They can now strive to provide a non-financial experience to customers. This growth has been enabled thanks to the digitization of commerce and fintech infrastructure. The new face of finance gives various players the opportunity to re-position themselves in a value chain to become more industry-agnostic and brand-dependent. Let’s take a look.
Embedded finance has rapidly evolved into an industry disruptor in numerous sectors and gained popularity worldwide - putting intense pressure on many industries to provide a frictionless customer experience. This new face of banking brings together a variety of actors in both unique and revolutionary ways.
It is predicted that in the next ten years, embedded finance will be valued at more than $7 trillion - making it worth double the combined value of the world’s top 30 banks today. [1]
In the embedded finance market, there are three highly developed areas. They are listed as embedded payments, embedded lending, and embedded insurance.
One of the biggest challenges embedded finance providers face is customer experience optimization. Distributors try to create a so called "frictionless" customer journey to avoid the risk of abandonment. When purchasing your shopping cart, you expect multiple payment options, and the execution of them should feel effortless; your card details are automatically entered, or you choose to pay later with the click of a button.
MoneyLive states that 60% of customers expect the option to switch channels during the application process without having to start again, making correct channel integration essential to lower abandonment rates. [3]
Abandonment rates are a key metric for embedded finance providers and their partners. The metric gives an insight into how much friction the end customer experiences. When an end customer encounters friction, the abandonment rate will be higher.
Consumer trust is essential when dealing with financial services. Building trust with the customer using communication is crucial and requires a complete understanding of the customer's expectations. Where a completely frictionless experience seems the top priority, finding a balance in the level of friction you offer is more important. Customers need to experience security because they find comfort in seeing the "payment authorization" screen. This creates a sense of trust. Short and direct communication interactions will be the way forward for embedded lenders supplying smaller transactions.

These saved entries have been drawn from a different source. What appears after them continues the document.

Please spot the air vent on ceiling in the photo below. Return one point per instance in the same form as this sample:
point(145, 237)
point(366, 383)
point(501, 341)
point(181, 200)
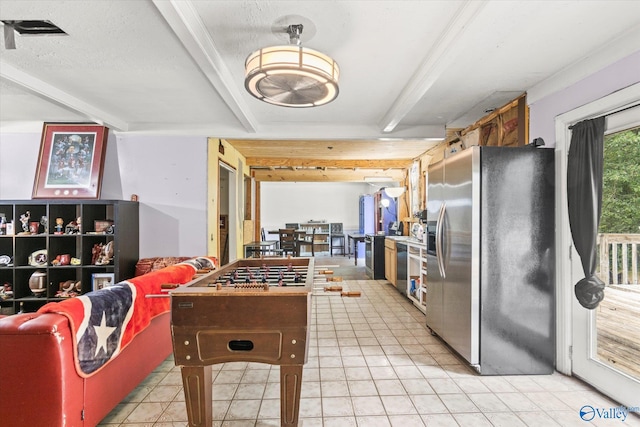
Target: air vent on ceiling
point(34, 27)
point(28, 28)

Lenders must enhance identification and authentication by utilizing mobile authentication and behavioral biometrics to secure the client journey without compromising convenience. However, this needs to be matched by a greater focus on consumer transparency, with lenders investing in cutting-edge analytics and AI to make sure their customer communications are transparent, personalized in the proper language and brand, and comply with legal requirements.
Two kinds of providers are necessary to enable the offering of embedded financial products in their platform. Not all the players benefit equally from the rise of embedded finance. As is common in banking, the revenue is allocated to the risk takers (balance sheet provider) and the distributor that owns the platform.
The application of embedded finance is expected to increase in parallel with the advance of global ecommerce markets. The market growth will push traditional banks to create stronger partnerships with emerging fintech players, providing full embedded finance applications to their customers.